ECLI:NL:RBSGR:2000:AA7600
Rechtbank 's-Gravenhage
- Eerste aanleg - enkelvoudig
- F. Salomon
- Rechtspraak.nl
Toewijzing van een aanvraag om een vergunning tot verblijf en de toepassing van het mvv-vereiste
In deze zaak gaat het om de aanvraag van eiseres, een Poolse nationaliteit, voor een vergunning tot verblijf in Nederland. Eiseres verblijft sinds 1 november 1990 in Nederland en heeft op 16 juli 1999 een aanvraag ingediend bij de korpschef van de regiopolitie Amsterdam-Amstelland. Deze aanvraag, gericht op verblijf bij haar partner en het werken tijdens dat verblijf, werd op 24 augustus 1999 door verweerder buiten behandeling gesteld. Eiseres maakte bezwaar tegen dit besluit, maar dit bezwaar werd op 21 december 1999 ongegrond verklaard. Hierop heeft eiseres op 14 januari 2000 beroep ingesteld bij de rechtbank.
De rechtbank heeft het beroep versneld behandeld en op 29 juni 2000 een zitting gehouden. Eiseres was aanwezig, bijgestaan door haar advocaat, terwijl verweerder vertegenwoordigd werd door een ambtenaar van de Immigratie- en Naturalisatiedienst. Eiseres betoogde dat haar aanvraag ten onrechte buiten behandeling was gesteld en dat zij in aanmerking kwam voor vrijstelling van het mvv-vereiste, omdat het haar zou treffen gezien haar langdurig verblijf in Nederland en haar relatie met een Nederlander.
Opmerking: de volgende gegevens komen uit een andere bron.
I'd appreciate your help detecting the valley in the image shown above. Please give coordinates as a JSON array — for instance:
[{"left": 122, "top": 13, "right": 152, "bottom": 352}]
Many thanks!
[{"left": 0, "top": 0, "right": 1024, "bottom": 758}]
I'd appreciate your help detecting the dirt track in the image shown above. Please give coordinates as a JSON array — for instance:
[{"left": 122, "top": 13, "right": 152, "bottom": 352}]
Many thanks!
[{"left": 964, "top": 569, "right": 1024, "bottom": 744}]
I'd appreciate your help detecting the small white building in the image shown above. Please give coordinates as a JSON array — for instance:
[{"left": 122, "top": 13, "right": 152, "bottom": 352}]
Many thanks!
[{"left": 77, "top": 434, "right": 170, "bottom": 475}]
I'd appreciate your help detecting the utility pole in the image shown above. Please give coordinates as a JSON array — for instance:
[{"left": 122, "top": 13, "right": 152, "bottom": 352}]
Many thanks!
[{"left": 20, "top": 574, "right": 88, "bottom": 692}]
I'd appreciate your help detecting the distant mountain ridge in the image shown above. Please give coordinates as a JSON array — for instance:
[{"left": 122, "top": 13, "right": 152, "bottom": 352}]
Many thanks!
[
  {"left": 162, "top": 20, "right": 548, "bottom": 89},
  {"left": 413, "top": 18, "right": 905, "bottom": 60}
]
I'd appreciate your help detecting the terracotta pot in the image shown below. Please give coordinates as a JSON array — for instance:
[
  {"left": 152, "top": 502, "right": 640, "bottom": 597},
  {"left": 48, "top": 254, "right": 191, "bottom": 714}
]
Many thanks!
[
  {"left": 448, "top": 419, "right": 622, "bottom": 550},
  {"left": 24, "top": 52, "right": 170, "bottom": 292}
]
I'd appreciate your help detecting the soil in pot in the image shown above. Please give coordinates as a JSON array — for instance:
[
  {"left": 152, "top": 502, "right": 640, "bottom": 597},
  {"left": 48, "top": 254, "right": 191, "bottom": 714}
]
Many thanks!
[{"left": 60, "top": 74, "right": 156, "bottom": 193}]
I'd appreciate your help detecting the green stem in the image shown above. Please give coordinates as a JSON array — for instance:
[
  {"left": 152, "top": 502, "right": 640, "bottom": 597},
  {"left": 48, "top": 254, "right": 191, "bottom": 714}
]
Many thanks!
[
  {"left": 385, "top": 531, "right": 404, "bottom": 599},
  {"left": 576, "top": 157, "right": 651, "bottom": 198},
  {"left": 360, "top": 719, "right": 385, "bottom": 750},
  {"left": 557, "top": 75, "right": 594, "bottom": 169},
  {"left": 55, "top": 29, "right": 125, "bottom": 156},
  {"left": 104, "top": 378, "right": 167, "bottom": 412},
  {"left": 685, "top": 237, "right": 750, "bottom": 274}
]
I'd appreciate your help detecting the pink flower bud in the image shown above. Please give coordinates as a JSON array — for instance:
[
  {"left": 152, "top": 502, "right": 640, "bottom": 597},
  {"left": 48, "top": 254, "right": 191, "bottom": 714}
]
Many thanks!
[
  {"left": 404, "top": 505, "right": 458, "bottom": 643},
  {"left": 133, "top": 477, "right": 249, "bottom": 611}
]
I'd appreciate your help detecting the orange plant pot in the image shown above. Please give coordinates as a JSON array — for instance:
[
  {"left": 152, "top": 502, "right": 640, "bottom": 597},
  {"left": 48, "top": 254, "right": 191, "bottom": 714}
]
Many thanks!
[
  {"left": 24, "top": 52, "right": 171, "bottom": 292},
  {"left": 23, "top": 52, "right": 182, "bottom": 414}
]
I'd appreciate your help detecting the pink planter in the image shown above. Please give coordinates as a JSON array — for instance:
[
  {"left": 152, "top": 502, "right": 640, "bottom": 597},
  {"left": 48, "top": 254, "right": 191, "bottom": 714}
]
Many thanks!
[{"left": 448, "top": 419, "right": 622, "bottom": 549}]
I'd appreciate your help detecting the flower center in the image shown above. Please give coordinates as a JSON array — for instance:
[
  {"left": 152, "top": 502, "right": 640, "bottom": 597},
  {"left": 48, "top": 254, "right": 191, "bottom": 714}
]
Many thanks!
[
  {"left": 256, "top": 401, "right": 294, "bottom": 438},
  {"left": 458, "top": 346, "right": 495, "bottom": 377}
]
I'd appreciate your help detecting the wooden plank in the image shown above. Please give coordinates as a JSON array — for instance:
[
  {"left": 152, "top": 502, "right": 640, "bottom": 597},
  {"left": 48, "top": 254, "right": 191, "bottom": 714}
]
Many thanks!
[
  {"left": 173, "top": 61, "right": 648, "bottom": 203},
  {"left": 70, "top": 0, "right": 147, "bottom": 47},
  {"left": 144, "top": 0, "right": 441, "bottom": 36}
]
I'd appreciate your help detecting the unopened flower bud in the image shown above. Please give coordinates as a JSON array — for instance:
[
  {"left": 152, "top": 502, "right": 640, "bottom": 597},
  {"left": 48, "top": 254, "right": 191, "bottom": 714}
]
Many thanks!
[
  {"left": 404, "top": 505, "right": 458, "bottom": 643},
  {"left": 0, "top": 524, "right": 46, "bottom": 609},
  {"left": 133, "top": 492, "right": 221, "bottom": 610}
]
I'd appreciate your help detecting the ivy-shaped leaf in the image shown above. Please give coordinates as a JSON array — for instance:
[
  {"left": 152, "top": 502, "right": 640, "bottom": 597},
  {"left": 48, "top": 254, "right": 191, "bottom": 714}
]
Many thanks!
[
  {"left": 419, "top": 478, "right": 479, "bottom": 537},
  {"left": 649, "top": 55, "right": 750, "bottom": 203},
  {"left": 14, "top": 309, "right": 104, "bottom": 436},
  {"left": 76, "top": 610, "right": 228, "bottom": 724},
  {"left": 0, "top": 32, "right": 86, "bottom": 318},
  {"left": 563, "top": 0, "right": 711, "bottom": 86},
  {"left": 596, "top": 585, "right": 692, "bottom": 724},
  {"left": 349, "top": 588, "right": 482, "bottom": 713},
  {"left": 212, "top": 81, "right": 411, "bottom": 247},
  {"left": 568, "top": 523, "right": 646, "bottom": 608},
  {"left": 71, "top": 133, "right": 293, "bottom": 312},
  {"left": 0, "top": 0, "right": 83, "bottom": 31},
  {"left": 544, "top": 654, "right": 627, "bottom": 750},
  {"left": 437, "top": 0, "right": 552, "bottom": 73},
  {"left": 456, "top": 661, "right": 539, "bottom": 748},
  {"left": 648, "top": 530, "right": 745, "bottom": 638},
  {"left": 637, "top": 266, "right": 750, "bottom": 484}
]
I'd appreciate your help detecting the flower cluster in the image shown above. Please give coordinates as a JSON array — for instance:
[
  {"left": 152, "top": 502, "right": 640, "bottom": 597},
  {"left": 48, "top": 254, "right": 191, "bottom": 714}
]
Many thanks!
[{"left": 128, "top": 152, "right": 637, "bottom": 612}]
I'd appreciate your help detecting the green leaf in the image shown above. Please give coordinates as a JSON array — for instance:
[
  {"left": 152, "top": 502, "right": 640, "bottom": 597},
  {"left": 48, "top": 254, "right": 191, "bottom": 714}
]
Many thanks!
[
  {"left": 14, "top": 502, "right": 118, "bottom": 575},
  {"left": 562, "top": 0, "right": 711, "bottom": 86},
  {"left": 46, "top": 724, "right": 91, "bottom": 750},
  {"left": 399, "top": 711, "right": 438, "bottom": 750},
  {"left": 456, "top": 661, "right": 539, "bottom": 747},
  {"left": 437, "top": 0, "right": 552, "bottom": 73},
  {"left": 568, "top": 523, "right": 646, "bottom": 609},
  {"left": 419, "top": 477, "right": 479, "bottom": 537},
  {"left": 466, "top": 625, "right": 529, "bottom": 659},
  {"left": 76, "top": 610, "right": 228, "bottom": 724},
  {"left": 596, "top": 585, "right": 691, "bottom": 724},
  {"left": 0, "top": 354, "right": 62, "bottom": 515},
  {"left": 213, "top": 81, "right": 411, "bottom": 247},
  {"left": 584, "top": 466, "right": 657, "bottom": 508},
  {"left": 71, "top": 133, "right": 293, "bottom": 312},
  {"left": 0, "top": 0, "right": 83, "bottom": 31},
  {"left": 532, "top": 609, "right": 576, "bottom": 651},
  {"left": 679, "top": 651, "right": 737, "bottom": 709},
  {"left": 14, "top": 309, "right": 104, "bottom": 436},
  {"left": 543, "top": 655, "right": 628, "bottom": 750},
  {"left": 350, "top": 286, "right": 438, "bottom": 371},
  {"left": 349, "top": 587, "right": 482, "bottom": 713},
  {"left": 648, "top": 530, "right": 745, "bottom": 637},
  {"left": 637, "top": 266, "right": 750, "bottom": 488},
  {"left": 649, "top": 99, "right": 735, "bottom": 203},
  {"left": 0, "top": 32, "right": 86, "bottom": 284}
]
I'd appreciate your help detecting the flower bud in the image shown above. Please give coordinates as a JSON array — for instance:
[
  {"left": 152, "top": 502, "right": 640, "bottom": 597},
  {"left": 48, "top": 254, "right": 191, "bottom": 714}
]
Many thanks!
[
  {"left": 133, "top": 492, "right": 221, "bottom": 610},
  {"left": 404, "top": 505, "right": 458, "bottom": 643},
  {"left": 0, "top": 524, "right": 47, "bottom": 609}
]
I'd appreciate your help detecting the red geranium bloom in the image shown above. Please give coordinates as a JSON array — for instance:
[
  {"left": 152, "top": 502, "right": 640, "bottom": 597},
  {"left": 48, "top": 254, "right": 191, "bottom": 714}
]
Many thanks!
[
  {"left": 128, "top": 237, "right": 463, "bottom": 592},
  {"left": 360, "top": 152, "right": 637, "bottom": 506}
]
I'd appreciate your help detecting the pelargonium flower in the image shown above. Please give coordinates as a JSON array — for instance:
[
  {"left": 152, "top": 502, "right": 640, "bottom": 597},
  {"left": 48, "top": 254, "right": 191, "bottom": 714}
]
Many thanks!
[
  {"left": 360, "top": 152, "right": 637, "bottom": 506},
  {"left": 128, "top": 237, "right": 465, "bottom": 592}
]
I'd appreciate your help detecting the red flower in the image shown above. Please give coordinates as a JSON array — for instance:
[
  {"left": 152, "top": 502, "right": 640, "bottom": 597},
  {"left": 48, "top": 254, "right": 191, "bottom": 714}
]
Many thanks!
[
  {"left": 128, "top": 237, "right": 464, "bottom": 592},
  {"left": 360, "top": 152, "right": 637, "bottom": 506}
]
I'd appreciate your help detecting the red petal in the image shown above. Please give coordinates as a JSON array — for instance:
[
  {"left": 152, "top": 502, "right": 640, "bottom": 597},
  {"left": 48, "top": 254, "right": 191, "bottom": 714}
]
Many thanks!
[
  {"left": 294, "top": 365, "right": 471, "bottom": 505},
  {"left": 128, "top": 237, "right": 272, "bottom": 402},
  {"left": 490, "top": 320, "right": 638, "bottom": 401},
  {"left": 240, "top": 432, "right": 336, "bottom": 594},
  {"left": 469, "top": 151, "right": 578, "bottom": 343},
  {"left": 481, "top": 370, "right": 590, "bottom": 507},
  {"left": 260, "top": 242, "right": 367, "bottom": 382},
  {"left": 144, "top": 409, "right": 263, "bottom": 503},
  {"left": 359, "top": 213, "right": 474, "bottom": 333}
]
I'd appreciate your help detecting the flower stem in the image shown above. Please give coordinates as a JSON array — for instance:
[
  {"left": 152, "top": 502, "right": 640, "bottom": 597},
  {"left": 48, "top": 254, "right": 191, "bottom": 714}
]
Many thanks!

Verweerder stelde echter dat eiseres niet voldeed aan de voorwaarden voor vrijstelling van het mvv-vereiste, aangezien zij niet beschikte over een geldige mvv en niet tot de vrijgestelde categorieën behoorde. De rechtbank oordeelde dat de handhaving van het mvv-vereiste niet in strijd was met het Europees Verdrag voor de Rechten van de Mens (EVRM) en dat verweerder niet verplicht was om een ontheffing te verlenen. De rechtbank concludeerde dat de aanvraag terecht buiten behandeling was gesteld en verklaarde het beroep ongegrond. De uitspraak werd gedaan op 13 juli 2000.